可概括的神经表演者：学习人类新颖视图综合的稳健辐射场

论文标题

可概括的神经表演者：学习人类新颖视图综合的稳健辐射场

Generalizable Neural Performer: Learning Robust Radiance Fields for Human Novel View Synthesis

论文作者

Cheng, Wei, Xu, Su, Piao, Jingtan, Qian, Chen, Wu, Wayne, Lin, Kwan-Yee, Li, Hongsheng

论文摘要

这项工作的目标是使用一般的深度学习框架来综合任意人类表演者的自由视点图像，仅需要稀疏的相机视图作为输入和每盘微调的震动。由明显的身体姿势，形状和衣服类型引起的几何形状和外观的巨大变化是该任务的关键瓶颈。为了克服这些挑战，我们提出了一个简单而强大的框架，名为“可推广的神经表演者”（GNR），该框架在各种几何和外观上学习了可概括且强大的神经体的表现。具体而言，我们压缩了从几何和外观方面的有条件隐式神经辐射场作为有条件隐式神经辐射场渲染的光场。我们首先引入了隐式几何体嵌入策略，以基于参数3D人体模型和多视图图像提示提高鲁棒性。
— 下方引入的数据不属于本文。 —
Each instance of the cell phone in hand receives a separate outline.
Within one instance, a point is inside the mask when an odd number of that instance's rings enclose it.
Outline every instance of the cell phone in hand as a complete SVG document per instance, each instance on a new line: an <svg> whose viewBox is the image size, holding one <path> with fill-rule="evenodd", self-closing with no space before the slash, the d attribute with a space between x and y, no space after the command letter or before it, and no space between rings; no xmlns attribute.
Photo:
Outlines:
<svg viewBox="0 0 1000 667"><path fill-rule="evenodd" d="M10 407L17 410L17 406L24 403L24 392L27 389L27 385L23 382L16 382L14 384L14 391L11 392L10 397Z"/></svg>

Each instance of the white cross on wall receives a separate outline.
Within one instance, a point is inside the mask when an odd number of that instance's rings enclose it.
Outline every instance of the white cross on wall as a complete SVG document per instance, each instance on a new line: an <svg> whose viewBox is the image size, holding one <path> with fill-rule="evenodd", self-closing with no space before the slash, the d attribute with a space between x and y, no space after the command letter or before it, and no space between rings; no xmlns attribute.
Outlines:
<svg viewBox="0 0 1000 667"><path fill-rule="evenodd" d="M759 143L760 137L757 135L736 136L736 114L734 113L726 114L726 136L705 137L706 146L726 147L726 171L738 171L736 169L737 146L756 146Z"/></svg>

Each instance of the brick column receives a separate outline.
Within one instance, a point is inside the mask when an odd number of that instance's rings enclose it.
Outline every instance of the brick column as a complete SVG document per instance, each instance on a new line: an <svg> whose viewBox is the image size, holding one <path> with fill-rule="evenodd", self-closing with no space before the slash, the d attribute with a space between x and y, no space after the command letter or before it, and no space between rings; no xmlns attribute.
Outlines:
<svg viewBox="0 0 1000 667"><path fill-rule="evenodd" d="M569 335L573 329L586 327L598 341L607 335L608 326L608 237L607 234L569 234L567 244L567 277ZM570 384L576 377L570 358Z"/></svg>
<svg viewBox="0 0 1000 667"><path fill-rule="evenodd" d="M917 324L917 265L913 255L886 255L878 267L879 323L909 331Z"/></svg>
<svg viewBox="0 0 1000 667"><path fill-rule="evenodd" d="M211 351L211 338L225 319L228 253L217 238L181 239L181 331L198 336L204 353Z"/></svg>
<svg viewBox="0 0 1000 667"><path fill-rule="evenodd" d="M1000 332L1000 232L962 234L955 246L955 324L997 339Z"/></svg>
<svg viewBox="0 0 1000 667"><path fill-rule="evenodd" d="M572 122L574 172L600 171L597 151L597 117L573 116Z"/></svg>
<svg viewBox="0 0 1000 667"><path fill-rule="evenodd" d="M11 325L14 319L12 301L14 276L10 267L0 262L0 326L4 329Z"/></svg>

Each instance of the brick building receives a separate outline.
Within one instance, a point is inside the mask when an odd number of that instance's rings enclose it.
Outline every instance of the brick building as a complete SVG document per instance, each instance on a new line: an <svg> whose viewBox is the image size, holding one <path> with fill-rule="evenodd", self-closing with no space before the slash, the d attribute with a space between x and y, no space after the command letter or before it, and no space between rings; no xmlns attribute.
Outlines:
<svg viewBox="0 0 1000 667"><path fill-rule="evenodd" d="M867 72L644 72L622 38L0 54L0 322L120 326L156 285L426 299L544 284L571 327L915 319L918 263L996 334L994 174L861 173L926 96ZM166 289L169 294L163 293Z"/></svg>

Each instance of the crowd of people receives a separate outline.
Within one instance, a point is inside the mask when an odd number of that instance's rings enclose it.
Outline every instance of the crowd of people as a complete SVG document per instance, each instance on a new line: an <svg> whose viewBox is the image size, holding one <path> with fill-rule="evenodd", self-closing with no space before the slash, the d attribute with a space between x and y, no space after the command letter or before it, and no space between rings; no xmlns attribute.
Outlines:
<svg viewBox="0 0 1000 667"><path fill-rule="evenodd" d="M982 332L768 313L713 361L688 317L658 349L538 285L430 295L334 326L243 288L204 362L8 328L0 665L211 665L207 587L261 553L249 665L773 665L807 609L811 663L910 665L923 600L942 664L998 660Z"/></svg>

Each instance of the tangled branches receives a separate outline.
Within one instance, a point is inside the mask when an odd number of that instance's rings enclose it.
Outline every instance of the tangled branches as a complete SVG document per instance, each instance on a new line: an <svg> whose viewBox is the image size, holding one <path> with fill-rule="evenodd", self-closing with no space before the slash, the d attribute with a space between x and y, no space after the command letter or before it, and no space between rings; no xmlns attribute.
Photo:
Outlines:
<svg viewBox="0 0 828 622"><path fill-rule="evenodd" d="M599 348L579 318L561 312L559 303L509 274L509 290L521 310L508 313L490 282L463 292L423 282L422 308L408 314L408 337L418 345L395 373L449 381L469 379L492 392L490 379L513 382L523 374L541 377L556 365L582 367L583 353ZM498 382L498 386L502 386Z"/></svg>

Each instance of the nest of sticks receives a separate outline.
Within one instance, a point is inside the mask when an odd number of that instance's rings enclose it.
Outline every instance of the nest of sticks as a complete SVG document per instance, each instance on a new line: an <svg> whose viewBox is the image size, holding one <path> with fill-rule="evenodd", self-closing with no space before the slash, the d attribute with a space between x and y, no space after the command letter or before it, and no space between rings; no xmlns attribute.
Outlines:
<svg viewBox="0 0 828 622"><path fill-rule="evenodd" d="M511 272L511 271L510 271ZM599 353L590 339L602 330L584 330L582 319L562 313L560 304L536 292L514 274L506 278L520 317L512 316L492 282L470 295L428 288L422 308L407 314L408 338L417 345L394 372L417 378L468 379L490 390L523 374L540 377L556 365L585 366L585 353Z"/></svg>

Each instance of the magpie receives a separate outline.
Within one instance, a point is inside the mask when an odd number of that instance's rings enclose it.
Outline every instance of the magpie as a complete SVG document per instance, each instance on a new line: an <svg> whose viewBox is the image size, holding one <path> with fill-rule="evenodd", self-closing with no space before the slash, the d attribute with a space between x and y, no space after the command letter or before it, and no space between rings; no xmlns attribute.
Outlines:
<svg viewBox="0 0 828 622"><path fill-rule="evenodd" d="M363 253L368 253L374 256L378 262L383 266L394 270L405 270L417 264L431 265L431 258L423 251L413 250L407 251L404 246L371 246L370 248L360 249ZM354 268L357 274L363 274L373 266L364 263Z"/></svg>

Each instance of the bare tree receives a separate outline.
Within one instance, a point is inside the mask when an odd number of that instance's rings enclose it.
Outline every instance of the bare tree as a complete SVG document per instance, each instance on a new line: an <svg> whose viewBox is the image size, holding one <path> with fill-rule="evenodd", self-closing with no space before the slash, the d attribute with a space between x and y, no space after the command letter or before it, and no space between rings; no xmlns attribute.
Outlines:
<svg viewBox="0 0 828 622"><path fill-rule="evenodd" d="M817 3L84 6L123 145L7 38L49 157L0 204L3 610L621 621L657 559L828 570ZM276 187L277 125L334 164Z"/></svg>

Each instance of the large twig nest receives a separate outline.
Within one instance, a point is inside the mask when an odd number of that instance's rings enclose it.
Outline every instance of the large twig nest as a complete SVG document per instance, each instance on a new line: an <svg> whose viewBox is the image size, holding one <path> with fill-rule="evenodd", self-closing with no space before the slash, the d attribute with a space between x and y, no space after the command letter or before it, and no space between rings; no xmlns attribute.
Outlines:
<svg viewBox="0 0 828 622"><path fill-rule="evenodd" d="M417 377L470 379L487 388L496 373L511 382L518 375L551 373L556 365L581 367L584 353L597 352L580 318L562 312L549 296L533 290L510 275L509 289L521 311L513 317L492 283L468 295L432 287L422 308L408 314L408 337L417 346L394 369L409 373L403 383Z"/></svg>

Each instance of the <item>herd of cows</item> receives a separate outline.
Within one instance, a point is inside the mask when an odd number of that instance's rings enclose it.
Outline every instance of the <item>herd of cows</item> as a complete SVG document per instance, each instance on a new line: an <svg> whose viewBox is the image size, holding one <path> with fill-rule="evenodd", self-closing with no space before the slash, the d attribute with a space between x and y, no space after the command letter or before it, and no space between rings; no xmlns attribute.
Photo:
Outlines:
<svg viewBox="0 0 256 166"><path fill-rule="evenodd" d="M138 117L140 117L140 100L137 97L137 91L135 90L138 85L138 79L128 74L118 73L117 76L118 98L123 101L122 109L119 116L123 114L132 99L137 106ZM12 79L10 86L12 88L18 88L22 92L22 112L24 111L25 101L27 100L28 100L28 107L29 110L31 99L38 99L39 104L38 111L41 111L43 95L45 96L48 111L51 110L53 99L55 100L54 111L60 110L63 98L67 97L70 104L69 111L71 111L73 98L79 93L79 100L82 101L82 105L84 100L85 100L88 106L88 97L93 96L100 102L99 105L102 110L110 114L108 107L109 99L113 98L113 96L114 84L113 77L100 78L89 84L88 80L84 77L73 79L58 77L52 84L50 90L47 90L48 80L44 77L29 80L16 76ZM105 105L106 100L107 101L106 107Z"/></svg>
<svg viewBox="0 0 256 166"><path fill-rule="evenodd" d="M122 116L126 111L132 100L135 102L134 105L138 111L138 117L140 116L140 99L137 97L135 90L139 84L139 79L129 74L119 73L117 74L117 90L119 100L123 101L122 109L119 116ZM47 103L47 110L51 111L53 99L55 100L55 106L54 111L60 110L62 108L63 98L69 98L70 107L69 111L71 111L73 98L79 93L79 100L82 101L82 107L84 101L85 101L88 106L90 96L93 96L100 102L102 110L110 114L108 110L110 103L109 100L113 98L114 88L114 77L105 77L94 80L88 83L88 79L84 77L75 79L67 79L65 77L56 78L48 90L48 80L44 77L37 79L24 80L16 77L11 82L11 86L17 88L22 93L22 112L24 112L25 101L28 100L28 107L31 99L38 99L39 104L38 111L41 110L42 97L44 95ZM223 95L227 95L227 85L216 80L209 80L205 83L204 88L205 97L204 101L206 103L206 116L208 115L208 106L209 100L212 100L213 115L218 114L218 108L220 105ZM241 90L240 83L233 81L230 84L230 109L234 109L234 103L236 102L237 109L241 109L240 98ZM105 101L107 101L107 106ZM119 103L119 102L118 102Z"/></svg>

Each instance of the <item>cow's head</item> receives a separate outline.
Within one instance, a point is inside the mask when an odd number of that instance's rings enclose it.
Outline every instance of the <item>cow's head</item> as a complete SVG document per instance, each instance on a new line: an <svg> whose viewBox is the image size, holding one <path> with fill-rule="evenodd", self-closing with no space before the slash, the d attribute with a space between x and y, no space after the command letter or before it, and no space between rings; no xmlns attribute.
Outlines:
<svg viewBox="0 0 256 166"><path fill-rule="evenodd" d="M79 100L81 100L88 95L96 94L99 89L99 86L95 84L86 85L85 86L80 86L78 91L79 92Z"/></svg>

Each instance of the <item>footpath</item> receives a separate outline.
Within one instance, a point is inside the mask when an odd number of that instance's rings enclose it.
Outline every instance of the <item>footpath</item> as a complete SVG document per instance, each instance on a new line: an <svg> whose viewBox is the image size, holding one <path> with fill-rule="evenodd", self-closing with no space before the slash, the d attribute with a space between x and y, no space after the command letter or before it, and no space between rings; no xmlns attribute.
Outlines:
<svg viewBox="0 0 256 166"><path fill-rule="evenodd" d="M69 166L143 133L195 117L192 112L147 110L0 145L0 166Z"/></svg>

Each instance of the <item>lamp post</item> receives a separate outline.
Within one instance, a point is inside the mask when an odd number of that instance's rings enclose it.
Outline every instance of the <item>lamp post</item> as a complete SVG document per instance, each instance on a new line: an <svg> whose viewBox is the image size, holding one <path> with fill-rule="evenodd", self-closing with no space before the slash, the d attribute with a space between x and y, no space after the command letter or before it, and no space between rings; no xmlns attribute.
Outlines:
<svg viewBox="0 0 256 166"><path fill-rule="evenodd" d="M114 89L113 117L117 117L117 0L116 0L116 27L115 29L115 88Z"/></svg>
我们进一步提出了一种屏幕空间遮挡感知的外观混合技术，以通过插值源视图外观在辐射场上插入辐射场，但具有放松但近似的几何指导，以保留高质量的外观。为了评估我们的方法，我们介绍了构建具有显着复杂性和多样性的数据集的持续努力。数据集Genebody-1.0包括超过360m的370名受试者，在捕获多视觉摄像机下，执行各种姿势动作，以及各种身体形状，衣服，配饰，配饰和发型。与在所有交叉数据集，看不见的受试者和看不见的姿势设置中，基因Body-1.0和ZJU-mocap的实验表现出我们方法的鲁棒性更好。与尖端的案例相比，我们还证明了模型的竞争力。数据集，代码和模型将公开可用。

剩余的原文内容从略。